The OP asks “what’s ‘politically correct/incorrect’ in non-Western cultures?” The fact is that in Western culture very few things are identified as politically correct; things only ever get identified as politically incorrect, and then only in anticipation of criticism.

Presumably there are plenty of opinions which in other cultures will reliably attract criticism; the real question is whether people in those other cultures share the belief current in some circles in the West that, by acknowledging the fact that their views will attract criticism, they somehow defuse or invalidate that criticism. This is not a logical belief but it is a very comforting, gratifying one to those who hold it so I’m guessing that, yes, it’s a belief which will be found in many cultures.

My understanding is that “politically correct” began as a 60s joke on humourless Marxists, in relation to what an earlier generation would simply have considered good manners: that you don’t assume everyone you speak to shares your preconceptions and prejudices, and you check and moderate your own speech and behaviour accordingly, particularly in relation to racial/ethnic and gender stereotypes.

In that sense, of course other cultures have their own versions; but they can be startlingly blunt about things we’re more squeamish about.

That’s not quite how that works; technically, they’ve been convicted of the offence and sentenced to jail time, and the probation period is more of a chance to prove that they’re not deserving of that jail time by not screwing up during that period.

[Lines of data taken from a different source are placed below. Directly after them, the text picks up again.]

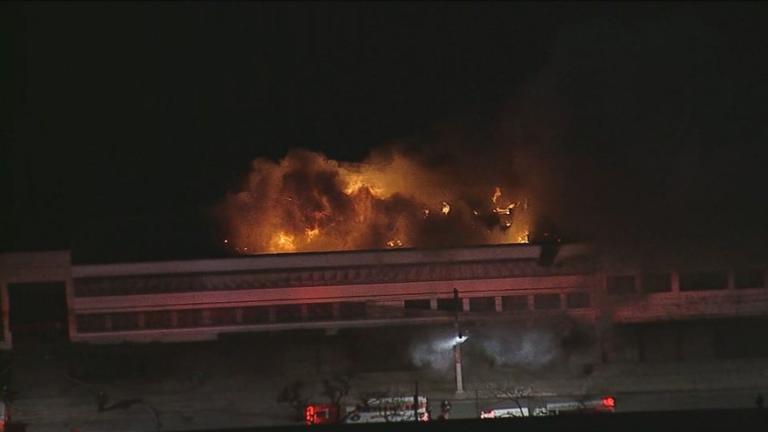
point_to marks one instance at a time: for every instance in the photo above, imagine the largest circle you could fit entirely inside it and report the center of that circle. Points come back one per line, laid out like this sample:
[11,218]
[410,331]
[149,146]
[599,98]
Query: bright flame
[282,242]
[312,233]
[307,202]
[445,208]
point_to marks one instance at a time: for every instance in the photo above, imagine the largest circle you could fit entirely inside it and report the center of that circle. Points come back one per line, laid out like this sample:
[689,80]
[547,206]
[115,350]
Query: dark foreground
[712,420]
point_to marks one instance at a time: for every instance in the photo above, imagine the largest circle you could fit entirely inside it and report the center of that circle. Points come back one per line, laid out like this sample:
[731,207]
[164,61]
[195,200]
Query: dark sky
[124,123]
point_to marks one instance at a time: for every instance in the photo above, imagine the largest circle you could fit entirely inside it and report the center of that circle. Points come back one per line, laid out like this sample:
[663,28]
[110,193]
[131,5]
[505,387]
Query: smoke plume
[307,202]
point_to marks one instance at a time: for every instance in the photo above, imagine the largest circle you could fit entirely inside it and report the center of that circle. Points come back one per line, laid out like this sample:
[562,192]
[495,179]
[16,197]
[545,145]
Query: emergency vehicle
[605,404]
[375,410]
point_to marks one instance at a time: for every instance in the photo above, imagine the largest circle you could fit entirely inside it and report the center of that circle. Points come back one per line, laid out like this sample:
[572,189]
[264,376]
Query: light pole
[457,343]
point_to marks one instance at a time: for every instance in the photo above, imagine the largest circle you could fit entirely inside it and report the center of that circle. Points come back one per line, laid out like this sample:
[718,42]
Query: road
[643,402]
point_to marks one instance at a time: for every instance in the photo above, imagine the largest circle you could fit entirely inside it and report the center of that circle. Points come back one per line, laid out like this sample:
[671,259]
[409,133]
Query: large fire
[307,202]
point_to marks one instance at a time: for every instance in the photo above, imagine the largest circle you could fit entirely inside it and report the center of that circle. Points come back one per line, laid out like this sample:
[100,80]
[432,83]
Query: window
[91,323]
[449,304]
[703,281]
[157,319]
[319,311]
[288,313]
[577,300]
[256,315]
[189,318]
[482,304]
[352,310]
[417,304]
[125,321]
[657,282]
[223,316]
[749,278]
[621,285]
[546,301]
[514,303]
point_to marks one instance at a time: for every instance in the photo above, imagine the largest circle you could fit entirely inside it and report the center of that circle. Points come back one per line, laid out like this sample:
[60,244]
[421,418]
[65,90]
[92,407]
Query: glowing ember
[446,208]
[282,242]
[307,202]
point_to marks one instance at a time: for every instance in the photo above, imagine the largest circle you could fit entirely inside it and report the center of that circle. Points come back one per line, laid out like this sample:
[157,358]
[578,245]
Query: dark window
[417,304]
[125,321]
[319,311]
[256,315]
[482,304]
[514,303]
[288,313]
[621,284]
[449,304]
[352,310]
[546,301]
[657,282]
[91,323]
[703,281]
[157,319]
[577,300]
[189,318]
[749,278]
[223,316]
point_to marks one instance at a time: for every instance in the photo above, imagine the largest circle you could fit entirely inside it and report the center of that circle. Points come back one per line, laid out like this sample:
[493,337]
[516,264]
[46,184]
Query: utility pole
[457,344]
[416,403]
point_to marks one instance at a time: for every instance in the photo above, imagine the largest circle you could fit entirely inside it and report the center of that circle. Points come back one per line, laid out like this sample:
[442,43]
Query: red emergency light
[309,414]
[609,402]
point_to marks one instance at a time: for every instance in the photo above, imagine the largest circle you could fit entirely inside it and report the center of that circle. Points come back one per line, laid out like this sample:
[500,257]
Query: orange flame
[307,202]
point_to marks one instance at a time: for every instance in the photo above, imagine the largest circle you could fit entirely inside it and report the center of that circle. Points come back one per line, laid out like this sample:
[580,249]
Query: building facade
[202,299]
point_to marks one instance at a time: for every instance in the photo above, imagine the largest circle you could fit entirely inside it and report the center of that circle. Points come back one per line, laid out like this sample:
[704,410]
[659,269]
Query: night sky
[123,124]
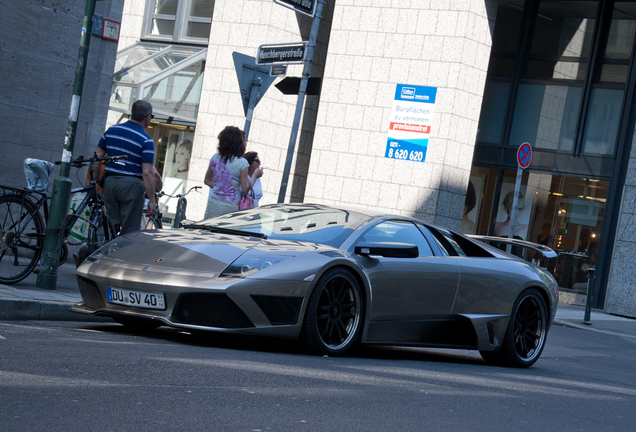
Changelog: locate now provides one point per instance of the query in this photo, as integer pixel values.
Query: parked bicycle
(155, 221)
(22, 228)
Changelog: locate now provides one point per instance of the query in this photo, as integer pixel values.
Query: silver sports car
(331, 277)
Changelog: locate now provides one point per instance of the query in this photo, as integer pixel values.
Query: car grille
(279, 310)
(210, 310)
(90, 293)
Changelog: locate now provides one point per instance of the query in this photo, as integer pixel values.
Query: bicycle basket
(37, 173)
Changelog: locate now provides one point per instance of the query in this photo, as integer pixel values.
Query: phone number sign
(410, 125)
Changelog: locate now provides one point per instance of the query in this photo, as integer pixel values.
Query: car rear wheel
(334, 313)
(525, 336)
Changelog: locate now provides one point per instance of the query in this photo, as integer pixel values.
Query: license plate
(136, 298)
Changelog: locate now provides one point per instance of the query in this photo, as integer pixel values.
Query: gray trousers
(124, 198)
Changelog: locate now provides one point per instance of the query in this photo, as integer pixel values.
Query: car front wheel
(334, 313)
(526, 333)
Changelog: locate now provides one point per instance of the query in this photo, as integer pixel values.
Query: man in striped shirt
(124, 183)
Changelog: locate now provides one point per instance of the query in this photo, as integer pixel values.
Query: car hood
(191, 250)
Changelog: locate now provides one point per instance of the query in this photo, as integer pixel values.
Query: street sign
(281, 54)
(308, 7)
(291, 85)
(278, 70)
(524, 155)
(247, 73)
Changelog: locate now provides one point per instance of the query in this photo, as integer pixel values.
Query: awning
(168, 76)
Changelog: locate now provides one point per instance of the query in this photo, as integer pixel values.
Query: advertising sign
(281, 53)
(304, 6)
(410, 125)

You have to be one dumb MF-er to go saying dumb stuff like denying your offense to your probation officer during your probation period. You probably deserve to be in jail if you’re that stupid.

Well, that last part is true. “Personhole” has only ever been a thing among people making fun of political correctness. For example, George Carlin:

Referring to the elderly in unflattering or irreverent ways might be considered less politically correct there than in the West.

That’s not un-PC, it’s impolite. Two different things.

No, it’s the exact same thing. Political correctness means identifying a group using terminology they do not find offensive, because to do so would be impolite.

We have a different definition of PC then. “PC,” in America, to me, is the anecdote about a woman who objected to an illustration of Confederate soldiers…because the soldiers were depicted as holding a Confederate flag.
You know, the flag they actually carried in real life.

Which is somewhat ironic, as John Calvin was French. Though, of course, he did much of his work in Switzerland (so more East than North :wink: ), due to the Catholic Church’s persecutions of those who were Reformation minded.